Am I wrong in thinking that these APIs should serve this purpose? If so, what APIs should I be using? Or is there really no way to tell IDWriteTextLayout to resolve this ambiguity differently? Am I maybe using the APIs wrong? Here is the test code I'm using to create this IDWriteTextLayout:

TestTextRenderer::TestTextRenderer(const std::shared_ptr<DX::DeviceResources>& deviceResources) : 
    m_deviceResources(deviceResources),
    m_text(L"\u05e9\u05e0\u05d1\u05d2abcd!"),
    m_readingDirection(DWRITE_READING_DIRECTION_RIGHT_TO_LEFT),
    m_formatLocale(L"en-US"),
    m_layoutLocale(L"en-US")
{
    ComPtr<IDWriteTextFormat> textFormat;
    DX::ThrowIfFailed(
        m_deviceResources->GetDWriteFactory()->CreateTextFormat(
            L"Segoe UI",
            nullptr,
            DWRITE_FONT_WEIGHT_MEDIUM,
            DWRITE_FONT_STYLE_NORMAL,
            DWRITE_FONT_STRETCH_NORMAL,
            24.0f,
            m_formatLocale.c_str(),
            &textFormat
        )
    );
    DX::ThrowIfFailed(textFormat->SetReadingDirection(m_readingDirection));

    DX::ThrowIfFailed(
        m_deviceResources->GetDWriteFactory()->CreateTextLayout(
            m_text.c_str(),
            (uint32) m_text.length(),
            textFormat.Get(),
            250.0f,
            100.0f,
            &m_textLayout
        )
    );

    DWRITE_TEXT_RANGE all{0u, m_text.size()};
    DX::ThrowIfFailed(m_textLayout->SetLocaleName(m_layoutLocale.c_str(), all));

    DX::ThrowIfFailed(m_deviceResources->GetD2DFactory()->CreateDrawingStateBlock(&m_stateBlock));
    CreateDeviceDependentResources();
}

Solution

  • I don't think there's any ambiguity from the Unicode BiDi algorithm point of view.
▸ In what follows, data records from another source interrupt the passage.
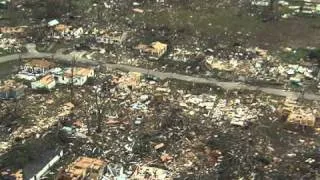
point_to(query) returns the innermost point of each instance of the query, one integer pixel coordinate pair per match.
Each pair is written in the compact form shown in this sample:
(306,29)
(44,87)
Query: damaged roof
(41,63)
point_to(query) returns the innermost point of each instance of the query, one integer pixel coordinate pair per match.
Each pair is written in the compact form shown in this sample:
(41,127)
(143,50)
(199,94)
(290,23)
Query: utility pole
(72,80)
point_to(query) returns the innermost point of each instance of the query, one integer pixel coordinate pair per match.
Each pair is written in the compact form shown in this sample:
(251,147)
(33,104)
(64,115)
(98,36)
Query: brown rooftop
(47,79)
(10,84)
(40,63)
(79,168)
Initial direction set to IDWriteTextFormat or IDWriteTextLayout is crucial, but after that run directions will be derived strictly from codepoints.

    Setting locale won't change direction, but it will potentially affect shaping, end result depends on particular features run font has.

    I think you can accomplish abcd!... output using LRE/PDF controls around this part of the text.